The tree shape is determined entirely by N. Whether rayon uses 1 thread or 128, the same pairs get merged in the same order. The result is bitwise identical.

\text{reduce}([a, b, c, d, e, f, g, h]) = \text{merge}\!\Big(\text{merge}\big(\text{sum}(a,b), \text{sum}(c,d)\big),\, \text{merge}\big(\text{sum}(e,f), \text{sum}(g,h)\big)\Big)

This applies to every accumulation in the library: variance estimates, mean computations, Fourier coefficient sums, KDE evaluations.

The rayon contract

salib uses rayon behind the parallel feature flag (on by default). The contract:

rayon decides which threads run which work. salib does not pin tasks to threads or assume any scheduling order.
salib decides which values get combined with which. The reduction tree is fixed before rayon sees it.
Disabling parallel produces identical results. The serial fallback uses the same tree structure with the same merge order. The only difference is wall-clock time.

# Serial-only build (identical results, single-threaded)
[dependencies]
salib = { version = "0.1", default-features = false, features = ["estimators", "samplers"] }

RNG architecture

All randomness flows through RngState, a wrapper around ChaCha20. The design:

Seed → RNG → samples is a pure function. Same seed, same samples, always.
Splitting: when parallel work needs independent streams, RngState::split() derives child RNGs deterministically from the parent state.
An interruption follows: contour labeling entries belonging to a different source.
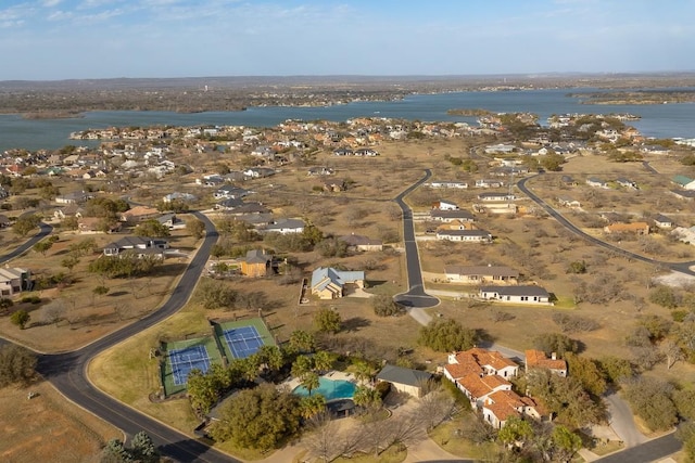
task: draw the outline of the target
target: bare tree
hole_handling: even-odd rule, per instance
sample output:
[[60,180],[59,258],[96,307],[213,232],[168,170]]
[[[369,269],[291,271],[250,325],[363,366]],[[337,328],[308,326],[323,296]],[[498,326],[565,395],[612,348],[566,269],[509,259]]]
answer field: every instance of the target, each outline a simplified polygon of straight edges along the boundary
[[47,324],[54,323],[58,326],[58,322],[63,319],[65,313],[65,304],[63,299],[53,299],[43,306],[43,322]]
[[683,360],[683,350],[681,349],[681,346],[679,346],[671,339],[666,339],[664,343],[661,343],[661,345],[659,346],[659,350],[666,359],[667,370],[670,370],[671,366],[673,366],[673,364],[679,360]]
[[304,439],[304,445],[312,455],[329,462],[343,452],[342,443],[345,440],[340,438],[340,426],[331,420],[328,412],[314,415],[308,427],[311,434]]
[[437,389],[420,398],[416,416],[427,430],[433,429],[454,411],[454,399],[444,390]]

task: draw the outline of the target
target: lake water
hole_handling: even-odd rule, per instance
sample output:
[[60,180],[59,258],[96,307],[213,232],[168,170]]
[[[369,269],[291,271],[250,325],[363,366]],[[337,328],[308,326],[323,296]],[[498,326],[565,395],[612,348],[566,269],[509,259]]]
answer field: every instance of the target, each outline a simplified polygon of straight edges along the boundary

The split is positional — child k always gets the same stream regardless of thread assignment.
No thread-local RNG. Every random draw comes from a specific, deterministic position in the ChaCha stream.

let mut rng = RngState::from_seed([0u8; 32]);

// These two calls always produce the same samples,
// regardless of thread count or scheduling:
let a = sampler.unit_sample(1024, &mut rng);
let b = sampler.unit_sample(1024, &mut rng);

Variance computation

Numerical stability matters. salib uses Welford’s online algorithm for single-pass variance, and the parallel merge variant (Chan et al., 1979) for combining partial results:

\bar{x}_{AB} = \frac{n_A \bar{x}_A + n_B \bar{x}_B}{n_A + n_B}

M_{2,AB} = M_{2,A} + M_{2,B} + \frac{(\bar{x}_B - \bar{x}_A)^2 \cdot n_A \cdot n_B}{n_A + n_B}

This avoids catastrophic cancellation in the naive \mathbb{E}[X^2] - \mathbb{E}[X]^2 formula and composes correctly in the binary reduction tree.

Content hashing

Problem::content_hash() and Sampler::config_hash() produce SHA-256 digests of the problem/sampler configuration. These serve as cache keys and reproducibility checksums — if two runs have the same content hash and the same RNG seed, they produce bitwise identical results.

The hash is computed over a canonical JSON serialization of the configuration, so it is stable across Rust compiler versions and struct field reordering.

What is NOT guaranteed

Cross-platform determinism. Different CPU architectures may produce different results due to differences in FMA (fused multiply-add) availability. salib is deterministic within a given binary on a given platform.
Cross-version determinism. A future version of salib may change algorithms or reduction order. The guarantee is within a single version.
Determinism across feature flags. Enabling surrogate or shapley does not change the behavior of core estimators, but the surrogate methods themselves (PCE, HDMR) may use different internal reduction strategies.